パーフェクト・センス : 映画評論・批評
2011年12月27日更新
2012年1月7日より新宿武蔵野館ほかにてロードショー
絶望的結末ながら生きる力と喜びが余韻となる優れた寓話
嗅覚、味覚、聴覚と、順にひとつずつ感覚が失われていく未知の感染症が世界を覆ったとき、人々はどうするのか? 過去に例のない設定での世界の終末を、異変に立ち向かう科学者スーザンと、五感すべてで人々を幸せにするシェフのマイケルのラブストーリーから見つめる展開が秀逸なヒューマンドラマ。
一応SFだが、現代人の慢心を諌めるかのように、この物語で科学は無力だ。スーザンは、絶望的未来をいち早く察知する中で救いを求めるように恋をし、傷つき、真の愛に気づいていく。中盤、彼女が科学の限界を身をもって知っていた過去が明かされ、扮するエバ・グリーンの繊細な感情表現が胸を打つ。
一方のマイケルは嗅覚、味覚が失われても人々に会食の楽しみを提供しようと工夫する。それは自身の生の証しでもあったが、さらに事態が悪化すると愛の力に気づき、必死に愛を求める。
そんなふたりの背景に、どんな苦難に見舞われても前向きに人間らしく生きようとする人々の切ない姿が映り込み、希望を生むのだ。

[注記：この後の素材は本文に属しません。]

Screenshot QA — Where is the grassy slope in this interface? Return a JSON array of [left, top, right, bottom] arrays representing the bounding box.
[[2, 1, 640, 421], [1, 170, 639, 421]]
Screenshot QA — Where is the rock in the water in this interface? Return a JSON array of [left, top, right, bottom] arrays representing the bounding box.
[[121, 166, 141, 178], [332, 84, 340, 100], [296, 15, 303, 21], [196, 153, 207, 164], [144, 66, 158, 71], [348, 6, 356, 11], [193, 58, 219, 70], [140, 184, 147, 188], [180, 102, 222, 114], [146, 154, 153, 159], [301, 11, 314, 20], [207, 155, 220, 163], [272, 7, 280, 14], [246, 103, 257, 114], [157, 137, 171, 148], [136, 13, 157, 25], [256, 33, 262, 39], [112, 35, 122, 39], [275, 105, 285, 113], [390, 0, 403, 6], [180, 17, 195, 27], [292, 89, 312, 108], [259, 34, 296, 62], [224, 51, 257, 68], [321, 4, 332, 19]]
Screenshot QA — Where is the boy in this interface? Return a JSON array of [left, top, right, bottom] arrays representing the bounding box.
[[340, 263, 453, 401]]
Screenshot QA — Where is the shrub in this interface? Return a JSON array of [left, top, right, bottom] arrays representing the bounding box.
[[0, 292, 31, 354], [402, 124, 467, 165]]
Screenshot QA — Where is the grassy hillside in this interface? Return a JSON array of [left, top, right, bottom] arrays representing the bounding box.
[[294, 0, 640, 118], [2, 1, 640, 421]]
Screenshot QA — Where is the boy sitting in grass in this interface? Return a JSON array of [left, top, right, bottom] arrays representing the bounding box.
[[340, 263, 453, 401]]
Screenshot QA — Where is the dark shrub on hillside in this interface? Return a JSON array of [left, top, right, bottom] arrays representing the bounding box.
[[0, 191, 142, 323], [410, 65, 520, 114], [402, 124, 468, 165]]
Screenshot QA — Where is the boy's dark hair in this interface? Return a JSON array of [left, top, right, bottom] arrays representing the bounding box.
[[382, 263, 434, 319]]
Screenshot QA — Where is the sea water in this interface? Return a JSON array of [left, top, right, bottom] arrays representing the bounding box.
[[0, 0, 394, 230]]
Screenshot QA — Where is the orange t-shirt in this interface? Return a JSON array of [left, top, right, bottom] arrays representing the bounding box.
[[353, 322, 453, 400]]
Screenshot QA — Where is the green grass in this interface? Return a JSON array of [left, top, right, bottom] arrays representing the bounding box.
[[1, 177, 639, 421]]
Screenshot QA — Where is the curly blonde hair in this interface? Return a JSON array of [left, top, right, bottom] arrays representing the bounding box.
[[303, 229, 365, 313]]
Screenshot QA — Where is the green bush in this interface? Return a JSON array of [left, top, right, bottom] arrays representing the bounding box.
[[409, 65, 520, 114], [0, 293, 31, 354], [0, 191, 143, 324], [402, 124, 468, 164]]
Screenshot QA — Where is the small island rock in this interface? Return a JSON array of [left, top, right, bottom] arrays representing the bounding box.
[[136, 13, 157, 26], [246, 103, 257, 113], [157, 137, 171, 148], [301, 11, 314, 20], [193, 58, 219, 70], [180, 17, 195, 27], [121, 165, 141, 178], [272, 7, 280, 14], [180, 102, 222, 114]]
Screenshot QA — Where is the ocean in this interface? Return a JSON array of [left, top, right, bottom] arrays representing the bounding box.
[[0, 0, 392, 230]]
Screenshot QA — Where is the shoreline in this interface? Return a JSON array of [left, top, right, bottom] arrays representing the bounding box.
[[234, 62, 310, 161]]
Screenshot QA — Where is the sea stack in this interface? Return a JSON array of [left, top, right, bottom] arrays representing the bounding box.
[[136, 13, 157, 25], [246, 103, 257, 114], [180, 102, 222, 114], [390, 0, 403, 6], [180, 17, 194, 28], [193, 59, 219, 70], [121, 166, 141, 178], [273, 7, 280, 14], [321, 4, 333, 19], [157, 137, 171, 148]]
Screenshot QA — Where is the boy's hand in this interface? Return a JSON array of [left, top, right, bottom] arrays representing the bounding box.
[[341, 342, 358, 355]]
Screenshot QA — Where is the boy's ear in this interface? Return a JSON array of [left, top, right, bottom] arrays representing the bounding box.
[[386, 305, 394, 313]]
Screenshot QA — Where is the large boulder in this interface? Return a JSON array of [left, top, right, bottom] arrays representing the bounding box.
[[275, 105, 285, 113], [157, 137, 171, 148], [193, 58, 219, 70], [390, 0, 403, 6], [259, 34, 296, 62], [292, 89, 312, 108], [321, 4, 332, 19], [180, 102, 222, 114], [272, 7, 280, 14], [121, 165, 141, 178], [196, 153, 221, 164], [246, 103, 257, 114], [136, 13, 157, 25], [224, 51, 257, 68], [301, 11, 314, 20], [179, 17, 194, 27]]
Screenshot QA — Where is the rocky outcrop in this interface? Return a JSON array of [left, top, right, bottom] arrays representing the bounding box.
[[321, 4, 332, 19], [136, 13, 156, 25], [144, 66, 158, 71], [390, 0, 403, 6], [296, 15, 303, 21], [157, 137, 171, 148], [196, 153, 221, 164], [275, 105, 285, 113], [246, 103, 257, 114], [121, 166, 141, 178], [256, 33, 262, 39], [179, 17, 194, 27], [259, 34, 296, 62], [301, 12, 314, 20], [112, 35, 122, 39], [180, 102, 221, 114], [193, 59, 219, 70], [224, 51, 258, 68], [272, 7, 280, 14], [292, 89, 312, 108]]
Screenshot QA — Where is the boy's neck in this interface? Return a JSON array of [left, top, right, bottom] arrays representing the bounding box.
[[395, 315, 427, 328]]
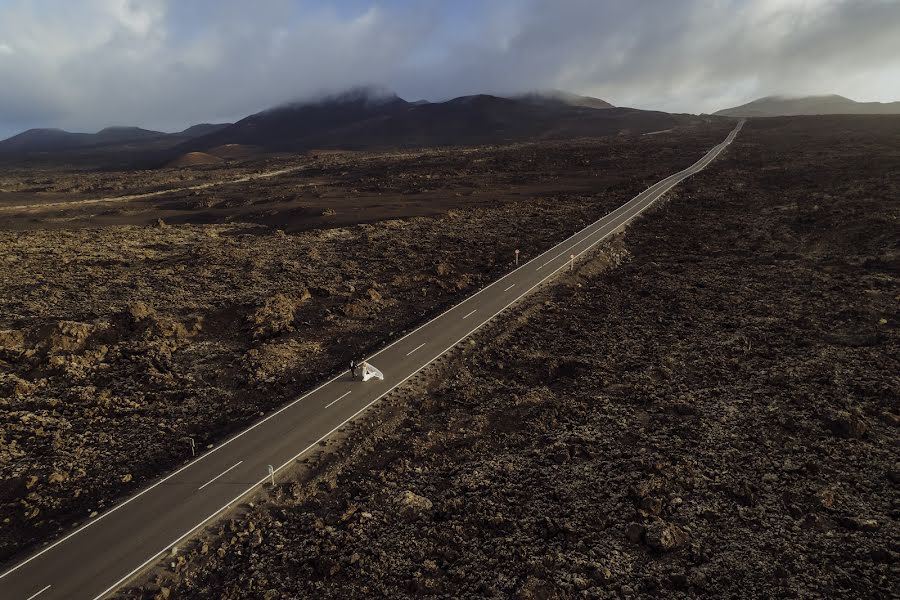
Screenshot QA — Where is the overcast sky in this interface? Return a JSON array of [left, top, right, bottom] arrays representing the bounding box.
[[1, 0, 899, 139]]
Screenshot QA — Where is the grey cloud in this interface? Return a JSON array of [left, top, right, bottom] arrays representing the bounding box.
[[392, 0, 900, 112], [1, 0, 899, 139]]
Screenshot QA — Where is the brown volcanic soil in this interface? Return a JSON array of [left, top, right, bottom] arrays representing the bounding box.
[[122, 115, 898, 599], [0, 124, 732, 564], [167, 152, 224, 168], [0, 127, 726, 231]]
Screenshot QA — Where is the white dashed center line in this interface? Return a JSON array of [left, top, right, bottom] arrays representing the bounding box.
[[406, 342, 426, 356], [325, 390, 352, 408], [197, 461, 243, 490], [503, 283, 515, 292], [462, 309, 477, 319], [26, 585, 51, 600]]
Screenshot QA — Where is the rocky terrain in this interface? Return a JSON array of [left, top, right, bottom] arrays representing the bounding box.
[[0, 123, 732, 564], [1, 126, 727, 231], [122, 115, 898, 599]]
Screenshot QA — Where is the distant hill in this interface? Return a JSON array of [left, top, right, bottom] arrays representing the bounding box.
[[715, 94, 900, 117], [0, 122, 232, 162], [0, 128, 91, 153], [180, 87, 691, 155], [92, 126, 165, 144]]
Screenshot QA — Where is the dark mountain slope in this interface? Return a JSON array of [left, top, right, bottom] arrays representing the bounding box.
[[180, 87, 412, 152], [2, 87, 706, 166], [177, 123, 231, 138], [715, 94, 900, 117], [0, 123, 232, 166], [183, 91, 694, 154]]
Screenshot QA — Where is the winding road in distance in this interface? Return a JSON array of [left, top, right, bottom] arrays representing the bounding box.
[[1, 119, 744, 600]]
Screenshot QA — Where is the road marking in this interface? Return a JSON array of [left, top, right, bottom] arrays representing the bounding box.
[[406, 342, 426, 356], [25, 585, 51, 600], [325, 390, 352, 408], [92, 160, 717, 597], [463, 309, 477, 319], [503, 284, 515, 292], [538, 250, 567, 270], [197, 461, 243, 490], [0, 185, 626, 583], [4, 121, 743, 600]]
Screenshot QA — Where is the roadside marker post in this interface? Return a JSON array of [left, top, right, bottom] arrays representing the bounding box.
[[187, 437, 195, 457], [570, 254, 575, 271], [267, 465, 275, 486], [515, 249, 520, 266]]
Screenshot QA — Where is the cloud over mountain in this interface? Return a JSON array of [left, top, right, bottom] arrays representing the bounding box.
[[1, 0, 899, 138]]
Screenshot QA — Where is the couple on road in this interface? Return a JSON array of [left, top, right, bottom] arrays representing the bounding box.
[[349, 358, 382, 381]]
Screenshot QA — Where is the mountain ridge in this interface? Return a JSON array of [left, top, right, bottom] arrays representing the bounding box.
[[178, 89, 684, 156], [0, 123, 231, 155], [1, 87, 711, 166]]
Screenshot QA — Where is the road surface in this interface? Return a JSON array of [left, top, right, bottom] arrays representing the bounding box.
[[0, 120, 743, 600]]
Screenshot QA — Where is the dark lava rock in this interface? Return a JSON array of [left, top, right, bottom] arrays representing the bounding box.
[[644, 520, 689, 552]]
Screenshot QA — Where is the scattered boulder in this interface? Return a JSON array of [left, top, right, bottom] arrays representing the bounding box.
[[516, 576, 557, 600], [838, 516, 880, 531], [1, 373, 35, 398], [396, 490, 433, 519], [121, 303, 198, 340], [644, 520, 690, 552], [47, 471, 69, 484], [127, 301, 157, 323], [625, 522, 645, 543], [888, 463, 900, 484], [44, 321, 93, 353], [827, 409, 868, 438], [248, 293, 308, 340], [0, 329, 25, 353]]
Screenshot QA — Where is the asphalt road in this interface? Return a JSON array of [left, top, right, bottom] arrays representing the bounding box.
[[0, 120, 743, 600]]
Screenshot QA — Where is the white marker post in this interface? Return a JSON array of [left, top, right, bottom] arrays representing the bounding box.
[[570, 254, 575, 272], [515, 249, 520, 266], [187, 437, 195, 457], [267, 465, 275, 486]]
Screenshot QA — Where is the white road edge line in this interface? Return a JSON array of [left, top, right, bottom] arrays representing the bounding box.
[[197, 461, 243, 491], [25, 585, 51, 600], [0, 121, 741, 597], [503, 284, 515, 292], [88, 121, 743, 600], [406, 342, 426, 356], [462, 309, 477, 319], [325, 390, 352, 408]]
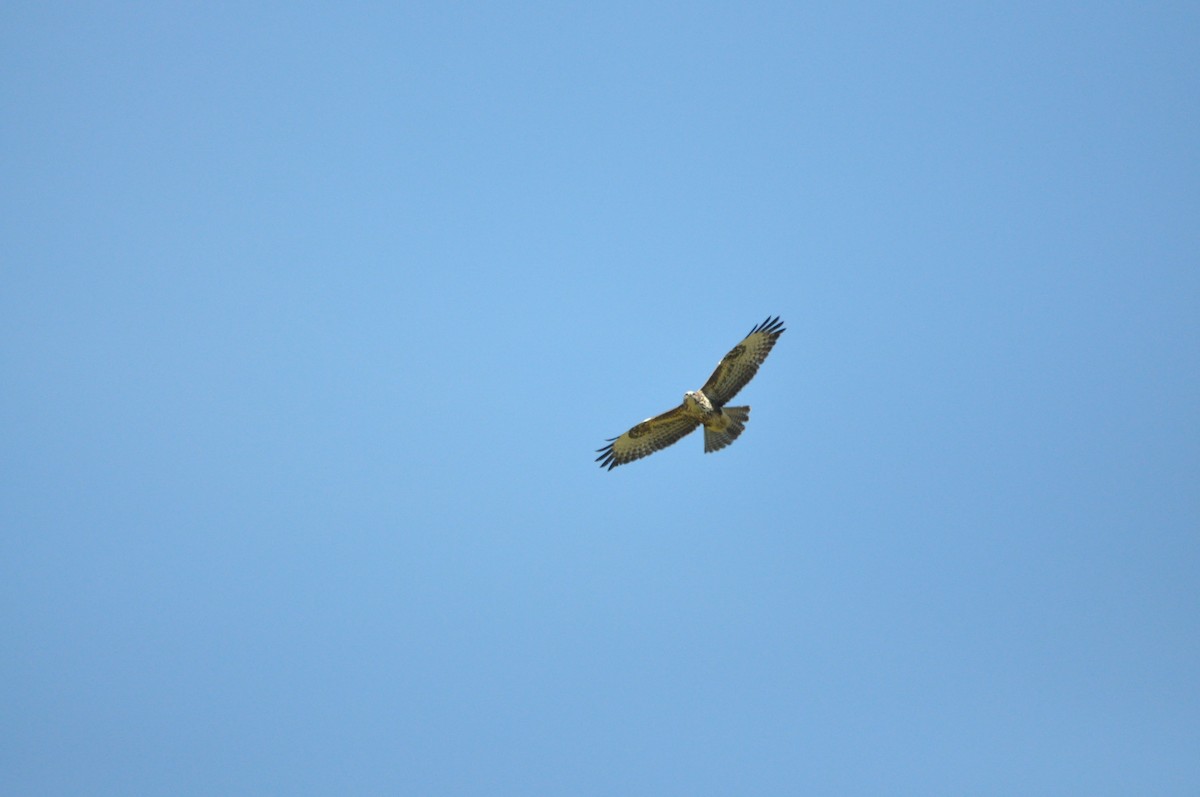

とはいえ、デビッド・マッケンジー監督は、暴力や略奪に走る人々の醜い姿も映しだす。だが、感覚を失う直前、人々は異常な感情の高ぶりに見舞われ、負のエネルギーを爆発させるという予兆の仕掛けが絶妙で、いつしか人間を信頼してしまう。その描写が強烈で、人々が自分の醜さを知って平穏を望む思いに自然に包まれるのだ。
また、世界の状況については詩的なナレーションで終始示した構成も、悲劇にワンクッションを置いて効果的。それが終盤、触れ合いを求めて捜し合うふたりの情感をナレーションが浮き彫りにし、絶望的結末ながら生きる力と喜びが余韻となる優れた寓話となった。